Dit is wel een duidelijke afwijking van de menselijke aanmati­ging, die voorschriften wil geven voor de uitoefening van de dienst, die God onder het volk wil geven. Amos wijst er zelf dui­delijk op, dat hij geen profeet of profetenzoon was, maar slechts veehouder en kweker van moerbei-vijgen. Hij was van aanleg geen profeet, en ook niet door geboorte.

In Israël en Juda had door de gezindheid van leiders en volk de dienst van de profeten geen ingang gevonden, zelfs niet die van Elia, de hersteller van de Wet. Buitengewone toestanden brengen buitengewone voorzieningen met zich mede. Bijvoor­beeld in de treurige tijden van verval in de dagen van de rich­ters, toen er geen man van karakter meer in Israël was, en de Heer aan een  vrouw, Debora, een plaats van openbare werk­zaamheid, toever­trouwde. Zo behaagde het God, om nu tot het volk te spreken door een eenvoudige veefokker. De officiële lei­ders verzetten zich natuurlijk hiertegen, zoals ook de priester Amazia, te Bethel, dit deed, maar God handhaaft zijn soeverei­niteit om die instrumenten te gebruiken, die Hij wil, en laat Zich niet dringen binnen het door het intellect vastgestelde ka­der.

De profetie van Amos richt zich hoofdzakelijk tot Israël het tienstammenrijk, dat geestelijk gezien, het gehele volk vertegen­woordigde. Soms echter ook tot het volk van de twaalf stammen. Maar meestal worden de twee stammen afzonderlijk als een voorwerp van Goddelijk oordeel gezien, daar ook Juda, hoewel het groter voorrechten bezat dan het tienstammen-rijk, dezelf­de ontrouw vertoonde.

Voor de tien stammen was de tijd van het oordeel echter na­bij. In de profetie van Amos heeft dat oordeel meer als oorzaak de redelijke en godsdienstige toestand van het volk, en niet zozeer de bijzondere zonden en overtredingen, hoewel die wel vermeld worden. Het werd ook aangekondigd door Hosea, de tijdgenoot en opvolger van Amos.

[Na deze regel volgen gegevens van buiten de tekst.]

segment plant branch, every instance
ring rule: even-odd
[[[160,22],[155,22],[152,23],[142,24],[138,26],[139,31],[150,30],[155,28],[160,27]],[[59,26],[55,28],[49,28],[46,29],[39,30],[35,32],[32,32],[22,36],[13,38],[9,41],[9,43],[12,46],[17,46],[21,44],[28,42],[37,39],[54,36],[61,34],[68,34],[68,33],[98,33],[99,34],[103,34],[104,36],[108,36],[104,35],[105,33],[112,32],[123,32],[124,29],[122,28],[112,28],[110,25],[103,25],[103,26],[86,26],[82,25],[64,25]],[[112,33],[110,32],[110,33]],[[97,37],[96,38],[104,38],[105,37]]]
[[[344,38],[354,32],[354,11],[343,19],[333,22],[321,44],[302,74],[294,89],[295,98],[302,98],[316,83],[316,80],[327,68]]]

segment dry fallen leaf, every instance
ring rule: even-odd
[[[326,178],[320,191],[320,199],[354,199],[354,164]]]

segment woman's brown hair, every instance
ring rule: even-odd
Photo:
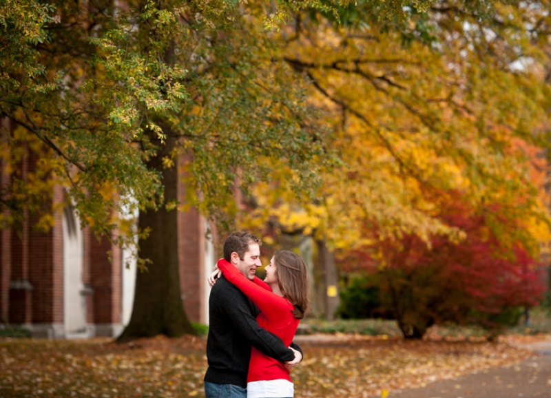
[[[281,293],[295,306],[295,317],[302,320],[310,306],[310,284],[306,264],[300,255],[288,250],[276,251],[273,259]]]

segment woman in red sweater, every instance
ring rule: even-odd
[[[224,277],[258,307],[258,324],[289,346],[300,320],[309,305],[308,270],[304,260],[292,251],[276,251],[266,266],[262,282],[249,280],[223,258],[218,266]],[[253,347],[247,376],[247,398],[292,397],[294,386],[283,364]]]

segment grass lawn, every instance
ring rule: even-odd
[[[418,386],[531,355],[505,339],[408,342],[339,333],[296,339],[305,354],[291,373],[297,398],[380,397],[385,389]],[[109,339],[1,338],[0,397],[203,397],[205,344],[205,337],[191,336],[125,344]]]

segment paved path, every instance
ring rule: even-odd
[[[391,392],[388,398],[551,398],[551,342],[521,346],[538,355],[517,365]]]

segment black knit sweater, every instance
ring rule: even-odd
[[[247,388],[251,346],[282,362],[294,359],[279,337],[258,326],[258,308],[238,289],[223,276],[218,279],[209,298],[205,381]],[[302,353],[294,344],[293,348]]]

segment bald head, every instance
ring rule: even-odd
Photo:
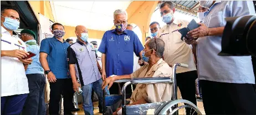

De aardbeving is een merkwaardige tijdsbepaling in de profe­tie van Amos. De profeet heeft deze aardbeving niet voorspeld, maar ze was voor hem een symbool van het oordeel, dat weldra over zijn volk zou komen. Deze gebeurtenis wordt door hem ze­delijk toegepast, en hij gebruikt dan ook talrijke beelden aan dit verschijnsel ontleend. Hij vergeleek bijvoorbeeld het gerommel van de aardbodem met het kraken van een wagen, die in de oogsttijd zwaar met schoven is beladen. De snelste man zou niet kunnen ontkomen. De hoornen van het altaar zouden worden afgehouwen, huizen en paleizen omgekeerd, muren zouden scheuren, de verdedigers zouden door de bressen in de muren naar buiten geworpen worden. Het zou een omkering zijn, als die van Sodom en Gomorra. Door deze aardbeving zou het wa­ter van de zee het land overstromen. De aarde zou rijzen en da­len, zoals het water van de Nijl, dat ook in één jaargetijde rijst en daalt. Door de was van het water wordt de breedte van de ri­vier bijna verdubbeld. Maar er zou ook een dag komen van her­bouw, van wederoprichting.

De aardbeving in de dagen van koning Uzzia wordt ook ge­noemd door de profeet Zacharia (Zach. 14:5), die de gevolgen daarvan vergelijkt met die van de verschijning van de Zoon des men­sen,  als de Olijfberg gespleten zal worden om aan het trouwe overblijfsel de gelegenheid te geven te ontkomen aan de macht van de koning van het noorden, de profetische Assyriër. In de profetie van Amos is de aardbeving een beeld van aanstaande oordelen, niet die van de verre toekomst. In de profetie van Za­charia is de vermelding van een aardbeving, behalve een type van oordeel, ook een voorafschaduwing van een verlossing, van heil.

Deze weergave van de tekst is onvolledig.